HUMA African Epistemologies Advanced Seminar Series

Speaker: Blair Rutherford (Carleton University, Canada)

Introduction: This talk examines the varied responses of men and women artisanal gold miners to the growing presence of small-scale Chinese mines in Manica, Mozambique, between 2015 and 2018. By examining intersections between “mining temporalities” with the temporalities of the life-course within the current political economic conjuncture, I show how gender, kin and affinal assumptions inform opportunities and barriers for women in artisanal gold mining, including the ability to recruit or be recruited for certain tasks. By attending to these gendered dependencies and interdependencies through which labour mobilization occurs, I examine how differently positioned men and women have economically responded to the altering mining landscapes caused by the expanding Chinese mines. By pointing to how mining environments and their uneven classed and gendered economic possibilities are deeply implicated in intimate power relations involved in labour practices within artisanal mining, I suggest overarching narratives that schematically gender rural landscapes (e.g., women as victimized community members) in Africa are inattentive to the range of livelihood strategies and struggles at work for rural women, even as wider economic landscapes shift.

Blair Rutherford

About the speaker: Blair Rutherford is a professor of anthropology and chair of the Department of Sociology and Anthropology at Carleton University in Ottawa, Canada and founding director of Carleton’s Institute of African Studies.
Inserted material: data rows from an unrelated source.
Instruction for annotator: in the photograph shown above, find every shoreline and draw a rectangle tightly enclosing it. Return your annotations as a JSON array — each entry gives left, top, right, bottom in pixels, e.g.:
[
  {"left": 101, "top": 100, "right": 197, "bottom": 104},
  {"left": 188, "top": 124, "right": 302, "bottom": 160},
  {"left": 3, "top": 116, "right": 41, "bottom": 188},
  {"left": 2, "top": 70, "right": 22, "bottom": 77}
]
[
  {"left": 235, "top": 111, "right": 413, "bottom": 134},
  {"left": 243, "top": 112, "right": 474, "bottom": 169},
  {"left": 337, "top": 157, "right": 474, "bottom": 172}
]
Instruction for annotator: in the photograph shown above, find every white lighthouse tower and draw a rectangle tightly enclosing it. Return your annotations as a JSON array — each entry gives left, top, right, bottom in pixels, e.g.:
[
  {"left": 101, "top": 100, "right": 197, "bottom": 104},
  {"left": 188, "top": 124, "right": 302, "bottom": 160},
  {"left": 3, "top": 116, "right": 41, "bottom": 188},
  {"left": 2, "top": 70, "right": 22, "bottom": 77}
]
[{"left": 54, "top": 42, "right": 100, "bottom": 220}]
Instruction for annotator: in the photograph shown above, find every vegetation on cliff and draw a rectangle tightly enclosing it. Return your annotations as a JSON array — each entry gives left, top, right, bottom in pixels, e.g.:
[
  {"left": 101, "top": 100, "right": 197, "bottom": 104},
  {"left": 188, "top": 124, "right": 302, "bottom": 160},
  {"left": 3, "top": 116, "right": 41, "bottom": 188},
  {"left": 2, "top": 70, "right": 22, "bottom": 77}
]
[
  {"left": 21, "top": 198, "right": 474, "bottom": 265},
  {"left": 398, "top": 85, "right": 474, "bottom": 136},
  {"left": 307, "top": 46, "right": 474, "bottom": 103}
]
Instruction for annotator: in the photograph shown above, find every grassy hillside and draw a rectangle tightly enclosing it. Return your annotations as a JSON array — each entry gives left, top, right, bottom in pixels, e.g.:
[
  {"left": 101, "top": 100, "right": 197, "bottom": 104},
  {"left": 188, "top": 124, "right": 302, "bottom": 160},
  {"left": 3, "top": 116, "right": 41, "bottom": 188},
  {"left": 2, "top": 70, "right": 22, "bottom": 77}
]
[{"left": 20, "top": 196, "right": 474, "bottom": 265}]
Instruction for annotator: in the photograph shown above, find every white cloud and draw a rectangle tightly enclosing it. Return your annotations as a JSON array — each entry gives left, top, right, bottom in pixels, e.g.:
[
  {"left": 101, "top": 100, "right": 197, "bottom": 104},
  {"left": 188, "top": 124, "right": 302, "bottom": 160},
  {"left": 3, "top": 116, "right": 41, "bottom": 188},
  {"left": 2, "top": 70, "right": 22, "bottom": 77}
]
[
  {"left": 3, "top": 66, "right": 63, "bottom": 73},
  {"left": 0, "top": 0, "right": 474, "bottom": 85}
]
He has carried out ethnographic research on the cultural politics of rural livelihoods for nearly thirty years in different sub-Saharan African countries. He is currently working with colleagues from Canada, Mozambique, Sierra Leone and Kenya on research that looks at gender dynamics in artisanal and small-scale gold mining. Among other publications, he is the author of Working on the Margins: Black Workers, White Farmers in Postcolonial Zimbabwe (Zed Press & Weaver Books, 2001), Farm Labor Struggles in Zimbabwe: The Ground of Politics (Indiana University Press, 2016), and co-editor with Pius Adesanmi of Africa Matters – Cultural politics, political economies and grammars of protest (Daraja Press, 2019).